Sincaglia plans to display in the lobby Bookstaver’s NJ Transit ID and the
resignation letter Bookie sent him — typed on a typewriter.
A train dispatcher is the rail version of an air traffic controller,
monitoring activity on tracks and communicating with crews. Bookstaver was
assistant chief dispatcher, a supervisory role.
Sincaglia chuckled as he remembered Bookstaver’s stories — which often
started with a rail accident or tragedy, but ended with a tale of how the
employees came together.
In many ways, the story of the Bookstaver family is the story of railroading
in America.
The son of a rail man, Bookstaver’s career started in an era of steam engines
— powered by firemen who would shovel coal — and ended in an era of dual-powered
locomotives that operate on diesel fuel or electricity.
It started in an era of frequent train crashes and ended in an era of
automatic signals and controls to ensure safety.

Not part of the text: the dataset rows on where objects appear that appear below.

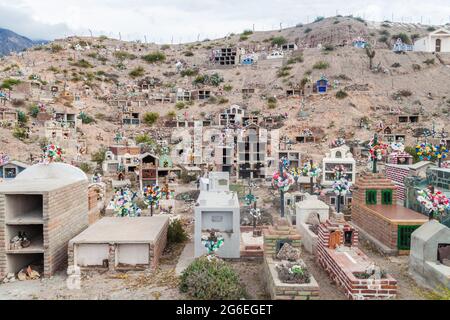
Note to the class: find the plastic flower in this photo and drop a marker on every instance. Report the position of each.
(339, 171)
(123, 204)
(425, 151)
(212, 243)
(282, 182)
(52, 153)
(377, 150)
(441, 151)
(341, 187)
(152, 195)
(397, 147)
(436, 202)
(311, 171)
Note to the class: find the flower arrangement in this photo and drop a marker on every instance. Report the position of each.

“Prior to this, we had dark territory, which you depended strictly on a
dispatcher’s phone, or the telegraph years ago,” Bookstaver said. “All these
things now have been completely changed around so that we can tell in a matter
of minutes what’s happening and what’s going on.”
Bookstaver survived rheumatic fever at age 7, a heart attack at 73, and
numerous close calls on the trains.
He’s earned the right to tell those stories.

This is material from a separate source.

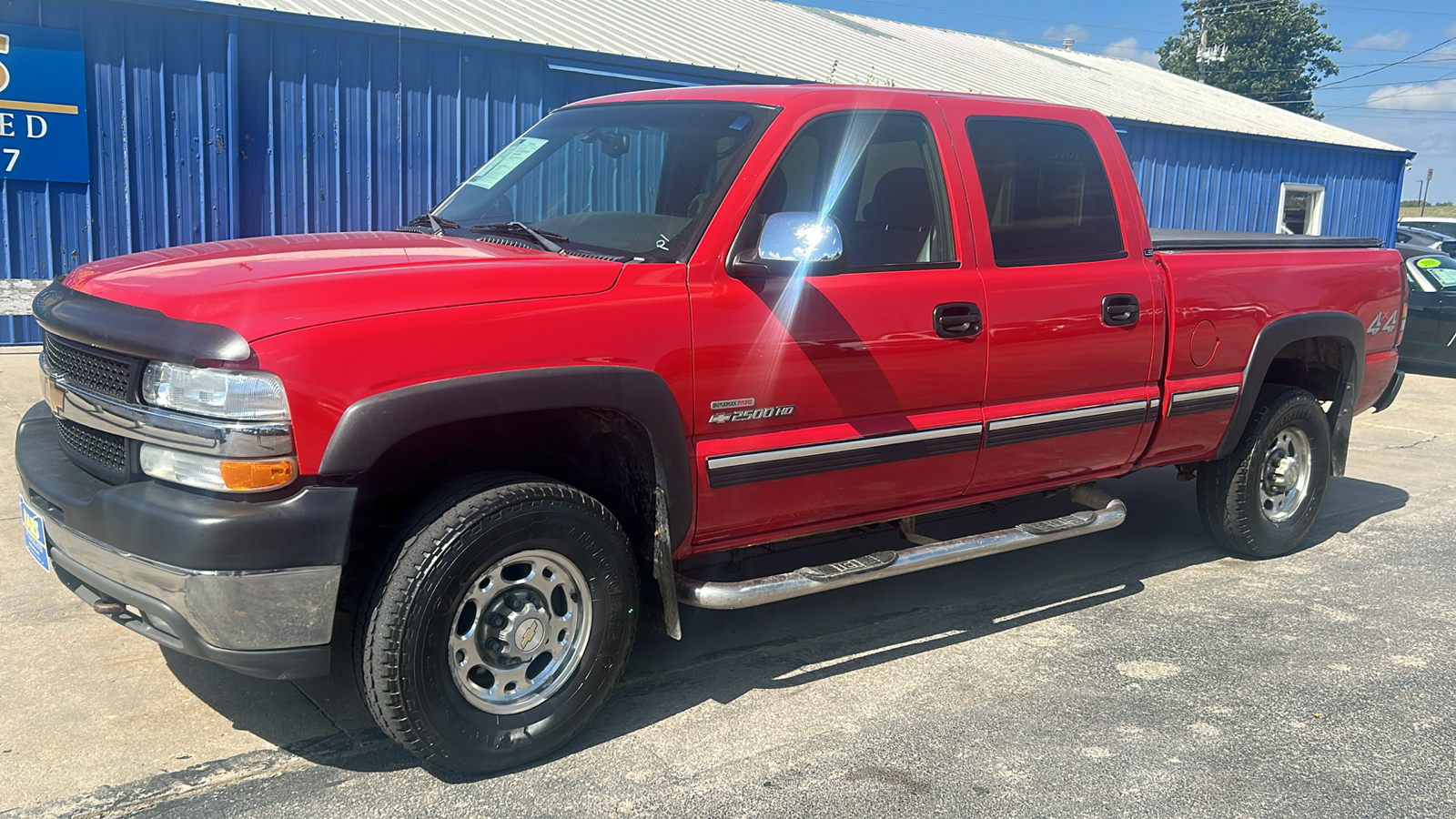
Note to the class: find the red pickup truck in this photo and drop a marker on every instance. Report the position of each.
(660, 325)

Like the one about beginning a ride on a steam train wearing a white shirt
and coming back home with a blackened one.
Or the train breakdown in the New York tunnel that required moving 800 people
in 100-degree temperatures up a circular staircase into the Weehawken parking
lot.
Though his career spanned 64 years, his time on the trains goes back even
further.
Bookstaver, who grew up in Rutherford, started as a clerk in the passenger
office at age 15.
In 1948, he began working in the towers, then became a dispatcher about two
years later.
He was a chief dispatcher in Youngstown, Ohio, in 1968, then an assistant
trainmaster, before returning to New Jersey in 1975.

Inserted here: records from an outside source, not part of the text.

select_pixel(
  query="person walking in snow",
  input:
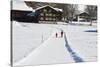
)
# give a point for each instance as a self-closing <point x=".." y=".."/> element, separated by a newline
<point x="56" y="34"/>
<point x="61" y="33"/>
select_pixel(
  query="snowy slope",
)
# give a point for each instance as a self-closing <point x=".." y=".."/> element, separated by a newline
<point x="50" y="52"/>
<point x="41" y="47"/>
<point x="82" y="42"/>
<point x="27" y="37"/>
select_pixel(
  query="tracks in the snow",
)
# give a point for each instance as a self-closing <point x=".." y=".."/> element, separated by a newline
<point x="73" y="54"/>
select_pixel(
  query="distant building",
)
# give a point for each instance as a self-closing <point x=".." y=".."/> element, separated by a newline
<point x="48" y="13"/>
<point x="21" y="12"/>
<point x="82" y="17"/>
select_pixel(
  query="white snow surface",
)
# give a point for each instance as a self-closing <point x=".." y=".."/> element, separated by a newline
<point x="30" y="48"/>
<point x="20" y="5"/>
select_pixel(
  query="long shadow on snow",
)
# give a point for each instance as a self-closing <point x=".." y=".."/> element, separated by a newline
<point x="72" y="53"/>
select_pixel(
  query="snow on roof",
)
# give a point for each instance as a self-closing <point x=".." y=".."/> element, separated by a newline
<point x="20" y="5"/>
<point x="57" y="9"/>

Bookstaver was recovering from a heart attack when terrorists struck on Sept.
11, 2001, one of three defining moments in the first 30 years of NJ Transit’s
rail division.
But he was working during the other two: A 1996 collision between two trains
that killed both engineers and a passenger at the border of Secaucus and Jersey
City, and last year’s Hurricane Sandy.
“I was riding with that engineer on the first trip and they asked him, could
he make another round trip, and he said, ‘Sure,’ ” Bookstaver recalled. “When he
came to Bergen Junction … he went by a red signal and hit (the other train),
which was going west.”
The National Transportation Safety Board determined the engineer failed to
see the red signal because of an eye disease.
That Feb. 6, 1996, crash led, in part, to the building of the rail operations
center in Kearny, the central nervous system of the railroad, where traffic
managers control train signals and switches and study screens that monitor every
NJ Transit train in the state.
Bookstaver was at the center when Sandy
struck.
His white Mercury Grand Marquis was among 30 employees’ cars ruined by the
storm.
“The guys hollered, ‘There’s water coming up the road!’ ” Bookstaver said. “I
said, ‘It can’t be.’ It rained, but never anything like that. I go down, here it
is all the way up to the door already.”